PostgreSQL SWAG Part 2: Indexing JSON data type and Full text search

Posted on Jun 14, 2014

In my last post I demonstrated the use of JSON data type of PostgreSQL. But I skipped a crucial part, Indexes.

All my queries in last post ran on a table with about 24k rows with the JSON tweet data. That import script of mine is still running and I’ve crossed 100k records.
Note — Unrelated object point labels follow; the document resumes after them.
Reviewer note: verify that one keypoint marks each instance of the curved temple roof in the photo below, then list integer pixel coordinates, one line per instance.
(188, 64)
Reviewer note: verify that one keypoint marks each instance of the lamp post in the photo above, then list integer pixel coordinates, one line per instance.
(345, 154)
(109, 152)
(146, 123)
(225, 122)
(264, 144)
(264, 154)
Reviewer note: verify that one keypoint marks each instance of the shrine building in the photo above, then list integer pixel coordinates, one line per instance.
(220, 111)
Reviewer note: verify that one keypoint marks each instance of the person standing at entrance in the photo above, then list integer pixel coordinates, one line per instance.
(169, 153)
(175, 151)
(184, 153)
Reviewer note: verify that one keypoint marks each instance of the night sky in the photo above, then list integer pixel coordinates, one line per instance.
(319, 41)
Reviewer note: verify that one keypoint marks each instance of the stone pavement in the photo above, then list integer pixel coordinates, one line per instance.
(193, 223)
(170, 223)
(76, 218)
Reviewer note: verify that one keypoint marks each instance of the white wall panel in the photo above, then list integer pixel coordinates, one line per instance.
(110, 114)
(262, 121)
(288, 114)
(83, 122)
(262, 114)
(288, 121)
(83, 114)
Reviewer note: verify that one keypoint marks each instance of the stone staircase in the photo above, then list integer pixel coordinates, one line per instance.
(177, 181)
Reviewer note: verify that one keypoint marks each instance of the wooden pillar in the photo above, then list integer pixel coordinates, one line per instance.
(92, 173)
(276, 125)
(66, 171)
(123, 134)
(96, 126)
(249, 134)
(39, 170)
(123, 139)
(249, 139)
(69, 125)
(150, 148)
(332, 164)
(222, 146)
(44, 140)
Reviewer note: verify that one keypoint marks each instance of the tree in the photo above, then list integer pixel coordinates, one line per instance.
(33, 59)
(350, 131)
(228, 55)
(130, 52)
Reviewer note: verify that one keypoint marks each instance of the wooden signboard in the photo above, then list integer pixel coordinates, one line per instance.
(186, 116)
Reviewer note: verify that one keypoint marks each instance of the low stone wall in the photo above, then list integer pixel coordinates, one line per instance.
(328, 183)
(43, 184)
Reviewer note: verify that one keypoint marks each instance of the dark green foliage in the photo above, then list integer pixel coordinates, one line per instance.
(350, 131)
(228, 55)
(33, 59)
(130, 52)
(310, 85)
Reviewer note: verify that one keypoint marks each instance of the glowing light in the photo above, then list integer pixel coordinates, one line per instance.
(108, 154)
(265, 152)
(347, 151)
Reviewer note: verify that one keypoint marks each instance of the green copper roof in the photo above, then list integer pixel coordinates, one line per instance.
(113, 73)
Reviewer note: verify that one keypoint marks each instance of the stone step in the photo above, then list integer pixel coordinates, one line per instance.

I’ll run the same queries again, but this time I’ll create indexes for the appropriate columns before querying.

Also, I’ll explain briefly how you can use the full text search feature of PostgreSQL instead of using LIKE like I used in last blog post.

Let’s first try to fetch all the tweets that have both the word “world” and “cup” in it -

tweets=# create index "idx_text" on tweet using gin(to_tsvector('english', data->>'text'));
CREATE INDEX
tweets=# analyze tweet;
ANALYZE
tweets=# explain analyze select tid, data->>'text' from tweet where to_tsvector('english', data->>'text') @@ to_tsquery('world & cup');
                                                      QUERY PLAN
-----------------------------------------------------------------------------------------------------------------------
 Bitmap Heap Scan on tweet  (cost=61.03..8490.10 rows=3229 width=51) (actual time=4.146..358.203 rows=17037 loops=1)
   Recheck Cond: (to_tsvector('english'::regconfig, (data ->> 'text'::text)) @@ to_tsquery('world & cup'::text))
   ->  Bitmap Index Scan on idx_text  (cost=0.00..60.23 rows=3229 width=0) (actual time=3.325..3.325 rows=17037 loops=1)
         Index Cond: (to_tsvector('english'::regconfig, (data ->> 'text'::text)) @@ to_tsquery('world & cup'::text))
 Total runtime: 358.887 ms
(5 rows)

tweets=# explain analyze select tid, data->>'text' from tweet where to_tsvector('english', data->>'text') @@ to_tsquery('python & ruby');
                                                      QUERY PLAN
-----------------------------------------------------------------------------------------------------------------------
 Bitmap Heap Scan on tweet  (cost=28.13..91.09 rows=16 width=51) (actual time=2.969..12.769 rows=114 loops=1)
   Recheck Cond: (to_tsvector('english'::regconfig, (data ->> 'text'::text)) @@ to_tsquery('python & ruby'::text))
   ->  Bitmap Index Scan on idx_text  (cost=0.00..28.12 rows=16 width=0) (actual time=2.822..2.822 rows=114 loops=1)
         Index Cond: (to_tsvector('english'::regconfig, (data ->> 'text'::text)) @@ to_tsquery('python & ruby'::text))
 Total runtime: 12.841 ms
(5 rows)

The phenomenal time difference is dependant on the number of results -

tweets=# select count(tid) from tweet where to_tsvector('english', data->>'text') @@ to_tsquery('python & ruby');
 count
-------
   114
(1 row)

tweets=# select count(tid) from tweet where to_tsvector('english', data->>'text') @@ to_tsquery('world & cup');
 count
-------
 17037
(1 row)

Just remember that these queries are running on almost 4 times the records compared to the last post.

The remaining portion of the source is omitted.